Марья пошла следом, оставив Илью одного у воды.
Он сидел долго. Туман то сгущался, то редел, открывая проталины. В какой‑то миг сквозь серую хмарь пробилось солнце — бледный, зимний диск, словно откушенный край Даждьбогова каравая. Луч скользнул по льду, по ключу в руке, по веткам и следам на снегу, связывая всё в один узор.
Шёпот воды стал отчётливее. Уже не гул, а отдельные слова. Илья не пытался их ловить, просто слушал. Ему чудились знакомые голоса — Игната, Анны, звонкий смех Платона. Но не как призраки, а как светлая память.
Где‑то треснул лёд — тонко, без угрозы, как первая морщинка на лице.
Над водой вдруг вспыхнул крошечный огонёк. Водяной светлячок. Он завис на уровне глаз, пульсируя мягким, болотным светом. Не манил, не звал — просто был. Секунду, другую. Потом плавно опустился, коснулся ключа в ладони Ильи — и растаял, как снежинка.
— Понял, — шепнул Илья. — Не суетиться.
Он спрятал ключ за пазуху, ближе к телу. Не как оружие — как память. Поднялся.
Река текла, как и всегда. Как текла до них, как будет течь после. Мутно-зелёная под рыхлым льдом, живая, вечная.
В деревне закричала женщина, сзывая детей ужинать. Залаяла собака. Жизнь, в которой теперь было место правде, текла своим чередом, как ручей под снегом.
Илья пошёл к дому.
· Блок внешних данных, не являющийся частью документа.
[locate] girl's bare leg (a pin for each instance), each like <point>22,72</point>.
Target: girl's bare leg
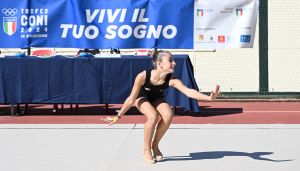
<point>146,108</point>
<point>166,114</point>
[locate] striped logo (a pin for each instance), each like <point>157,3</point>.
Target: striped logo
<point>10,25</point>
<point>239,12</point>
<point>9,22</point>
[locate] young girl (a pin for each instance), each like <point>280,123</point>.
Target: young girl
<point>148,96</point>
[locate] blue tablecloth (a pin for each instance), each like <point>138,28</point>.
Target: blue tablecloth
<point>82,80</point>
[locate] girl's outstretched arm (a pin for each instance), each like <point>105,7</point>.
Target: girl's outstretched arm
<point>192,93</point>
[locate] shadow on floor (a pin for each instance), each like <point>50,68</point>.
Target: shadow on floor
<point>222,154</point>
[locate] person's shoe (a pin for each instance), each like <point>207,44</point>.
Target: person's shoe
<point>157,155</point>
<point>148,160</point>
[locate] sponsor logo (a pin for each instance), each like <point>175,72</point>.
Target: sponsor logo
<point>201,37</point>
<point>229,39</point>
<point>221,39</point>
<point>239,12</point>
<point>211,39</point>
<point>245,38</point>
<point>200,12</point>
<point>10,21</point>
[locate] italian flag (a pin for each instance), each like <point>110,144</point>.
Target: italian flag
<point>10,27</point>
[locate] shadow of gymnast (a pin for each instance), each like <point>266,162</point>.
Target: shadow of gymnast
<point>222,154</point>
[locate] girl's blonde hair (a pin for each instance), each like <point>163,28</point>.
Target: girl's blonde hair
<point>157,56</point>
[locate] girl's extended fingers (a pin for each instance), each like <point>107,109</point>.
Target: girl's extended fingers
<point>107,119</point>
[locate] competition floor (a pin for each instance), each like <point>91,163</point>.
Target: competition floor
<point>229,136</point>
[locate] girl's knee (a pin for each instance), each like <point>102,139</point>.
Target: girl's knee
<point>152,118</point>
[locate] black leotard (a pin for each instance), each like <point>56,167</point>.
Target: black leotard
<point>153,92</point>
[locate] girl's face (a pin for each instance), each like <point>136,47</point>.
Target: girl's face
<point>167,63</point>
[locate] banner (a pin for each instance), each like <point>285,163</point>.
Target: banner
<point>96,24</point>
<point>225,24</point>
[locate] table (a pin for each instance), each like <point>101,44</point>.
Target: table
<point>83,80</point>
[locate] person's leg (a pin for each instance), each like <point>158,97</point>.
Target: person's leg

Он шёл не сторожить и не судить — просто жить рядом с этой водой. Чтобы, когда кто-нибудь снова придёт к мосткам с вопросом, не торопить реку с ответом, а помочь человеку услышать собственный голос.
Старый Сторож ушёл. Но река не осиротела. Она просто научилась говорить с людьми по-новому. Через того, кто сам едва не утонул в её правде — и теперь умел держаться на воде.